I do not consider this third group of ETFs to be true commodity ETFs. Rather, they are simply equity ETFs investing in a specialized market segment. However, when calculating my portfolio asset allocation, I typically include these companies in any allocations I may have for commodities or precious metals.
Currency ETFs
These ETFs track specific currencies. Either a single currency or a basket of currencies.
For investors that want exposure to foreign exchange without having to trade on the more complex futures or forex markets, this is a good solution.
Investors might want foreign exchange exposure for a few reasons. These include: hedging against other investments or business activities; belief that your domestic currency will depreciate relative to a foreign currency; obtaining higher interest rates in the foreign currency than in your domestic market.
Currency ETFs are probably better used as shorter-term investments. This is because rates of return on cash tend to be the lowest available on all asset classes.
Unless you wish to hedge other activities or speculate on relative changes in currency values, find other avenues to invest in foreign markets. Purchase shares in foreign companies or foreign pay bonds instead, as these will have higher expected returns than foreign currency interest rates.

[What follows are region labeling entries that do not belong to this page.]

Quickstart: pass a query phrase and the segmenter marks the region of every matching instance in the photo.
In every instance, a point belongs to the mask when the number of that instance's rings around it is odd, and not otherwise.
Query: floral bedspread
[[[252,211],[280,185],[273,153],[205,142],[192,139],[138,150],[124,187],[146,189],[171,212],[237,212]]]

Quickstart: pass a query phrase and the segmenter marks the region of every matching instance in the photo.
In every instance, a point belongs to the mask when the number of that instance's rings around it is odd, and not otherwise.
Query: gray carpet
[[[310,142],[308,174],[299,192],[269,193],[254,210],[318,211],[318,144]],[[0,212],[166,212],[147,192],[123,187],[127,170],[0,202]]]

Okay, just a quick overview of those ETFs. As you can see, there are a variety of ETFs available in different asset classes. These greatly assist investors in creating well-diversified portfolios.
As ETFs tend to be low cost instruments relative to other options, they aid in cost minimization. That said, never forget that cost is often a direct function of work involved. As we move away from simple equity index trackers, the work required to maintain an ETF increases. Watch total expense ratios for all investments. This is especially true with more complex ETFs.